Éric reste longtemps à observer, fasciner, le portrait de Pauline Ono — en robe bleue — la première épouse de Jean-François Millet peint entre 1841 et 1842. Il mire à sa suite un autre portrait de la belle — en déshabillé — et il a du mal à cacher son trouble en découvrant que ce fût le dernier que Millet ait peint de sa muse suite à sa mort d'une maladie pulmonaire en 1844.
L'exposition de Nicolas de Crécy ne le transporte pas ; il apprécie par contre sa technique à l'eau forte.
Un jeune lycéen, éphèbe, torse nu, bardé de flèches le transperçant, passe sous son nez. Éric n’est pas déçu de sa visite. Dommage de ne pas avoir vu autant d'audace du côté des filles.
Percevant encore le goût ferreux du sang, Éric achète un donuts avec glaçage à 1,80 € à la boulangerie "Petit Jean" : mauvais.
16h30, notre vampire du jour prend le bus #5 en direction de "Querk". S’engouffrant dans un centre commercial, il flâne, cherche, repère pour plus tard peut-être, et se lasse rapidement. Lucie finit son travail à 18h30 donc dans une heure. Autant rentrer et se poser, la journée a été assez riche comme ça !
Vers le Hameau de la mer un banc isolé le persuade de s’assoir. Des badauds font de la marche sportive et font demi-tour juste à côté de lui. Il profite des embruns.
Lucie est encore sur son poste de travail quand il rentre. Vincent joue de la contrebasse à l’étage. Éric s'affale directement sur le Rocking-chair. Lucie lui annonce lui avoir changé sa couche pour un canapé-lit plus confortable. La prévoyance de sa sœur le touche.
Tout en se balançant sur le Rocking-chair, Éric consulte ses notifications. Un auteur lance une discussion sur Facebook sur le peu de visibilité de son ouvrage sur les étagères de plusieurs enseignes. Le fait que certains de ses fans ont pu trouver son livre — signifiant une exception car ils ont fait l'effort de le chercher — est qualifié de sa part de "Biais du Survivant". Une expression qui était pour Éric totalement inconnue. Il aurait du mal à éliminer cet auteur si on lui intimait l’ordre : une telle ressource ne peut être gâchée !
Ce matin, Éric n’a pas pensé à enlever les points de suture qu’il a — virtuellement — appliqué sur sa plaie. Il sort acheter de l'Ibuprofène à 2,50 € et Lucie lui propose de manger quelque chose pour faire passer le médicament : pain, beurre, fromage et un peu de raisins. Pour l'aider, elle met de la musique qui "guérit".
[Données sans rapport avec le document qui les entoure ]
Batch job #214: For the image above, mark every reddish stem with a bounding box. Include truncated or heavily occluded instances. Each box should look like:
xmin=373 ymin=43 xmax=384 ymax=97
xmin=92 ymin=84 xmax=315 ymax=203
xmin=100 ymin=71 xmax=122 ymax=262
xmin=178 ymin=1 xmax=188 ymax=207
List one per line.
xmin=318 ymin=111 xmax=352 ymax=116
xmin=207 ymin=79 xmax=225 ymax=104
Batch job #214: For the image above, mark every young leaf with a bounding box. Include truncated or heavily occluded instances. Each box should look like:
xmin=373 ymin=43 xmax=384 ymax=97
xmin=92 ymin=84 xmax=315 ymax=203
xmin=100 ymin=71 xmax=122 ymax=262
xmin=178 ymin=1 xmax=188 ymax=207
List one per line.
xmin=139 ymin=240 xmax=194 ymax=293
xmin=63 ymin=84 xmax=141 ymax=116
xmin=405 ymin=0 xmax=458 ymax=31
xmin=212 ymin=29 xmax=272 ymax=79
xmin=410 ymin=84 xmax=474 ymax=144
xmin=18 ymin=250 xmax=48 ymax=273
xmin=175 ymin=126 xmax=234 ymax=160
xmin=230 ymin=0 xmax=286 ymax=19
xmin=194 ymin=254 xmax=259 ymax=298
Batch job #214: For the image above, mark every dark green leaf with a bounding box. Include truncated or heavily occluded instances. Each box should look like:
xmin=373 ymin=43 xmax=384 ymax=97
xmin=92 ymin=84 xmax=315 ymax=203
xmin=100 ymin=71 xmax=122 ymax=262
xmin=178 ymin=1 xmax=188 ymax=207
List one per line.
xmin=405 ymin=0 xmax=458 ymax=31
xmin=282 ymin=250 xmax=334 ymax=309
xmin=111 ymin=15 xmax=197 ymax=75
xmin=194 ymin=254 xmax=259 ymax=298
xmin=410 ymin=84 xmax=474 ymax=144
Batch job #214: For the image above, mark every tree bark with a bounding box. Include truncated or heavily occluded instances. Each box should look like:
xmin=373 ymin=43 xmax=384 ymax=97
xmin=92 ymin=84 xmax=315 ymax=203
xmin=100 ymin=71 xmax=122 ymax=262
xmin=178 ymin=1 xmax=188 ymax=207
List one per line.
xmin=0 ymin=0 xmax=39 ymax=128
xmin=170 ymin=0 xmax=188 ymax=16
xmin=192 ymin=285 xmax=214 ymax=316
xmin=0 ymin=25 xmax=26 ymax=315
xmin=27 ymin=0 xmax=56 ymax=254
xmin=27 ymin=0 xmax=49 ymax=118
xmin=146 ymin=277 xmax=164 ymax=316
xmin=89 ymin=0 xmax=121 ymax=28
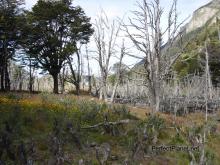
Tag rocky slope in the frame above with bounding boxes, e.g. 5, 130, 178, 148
186, 0, 220, 33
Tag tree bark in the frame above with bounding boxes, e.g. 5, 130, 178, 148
52, 73, 59, 94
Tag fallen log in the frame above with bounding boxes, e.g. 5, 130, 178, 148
81, 119, 130, 129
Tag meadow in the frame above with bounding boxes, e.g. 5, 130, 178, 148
0, 93, 220, 165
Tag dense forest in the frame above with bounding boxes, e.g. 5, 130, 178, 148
0, 0, 220, 165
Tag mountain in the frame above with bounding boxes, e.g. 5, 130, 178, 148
185, 0, 220, 33
133, 0, 220, 84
Dans la cuisine, Éric s’affaire en coupant des poireaux et Lucie prépare du saumon avec du riz. Ils marient le plat avec un verre de Côte du Rhône "Villages 2022 Les Auzières,
Famille Marc Romain".
Ils regardent en entre-deux sur Arte les nouvelles sur le conflit Israélo-palestinien. Puis un regard complice se lit entre frère et sœur lorsqu’ils regardent la prestation ampoulée d’Omar Sy.
Lucie lui propose, subitement, de le masser. Réticent sur le moment, Éric accepte. Elle ne lui pose pas de question sur les multiples cicatrices qui dessinent un motif des plus abstrait sur son dos : elle est bien trop contente de retrouver son frère après plus de dix ans sans nouvelles.
Éric aura fait presque quinze kilomètres de marche.
Coût de cette journée : 24,20 € et un apport en fer.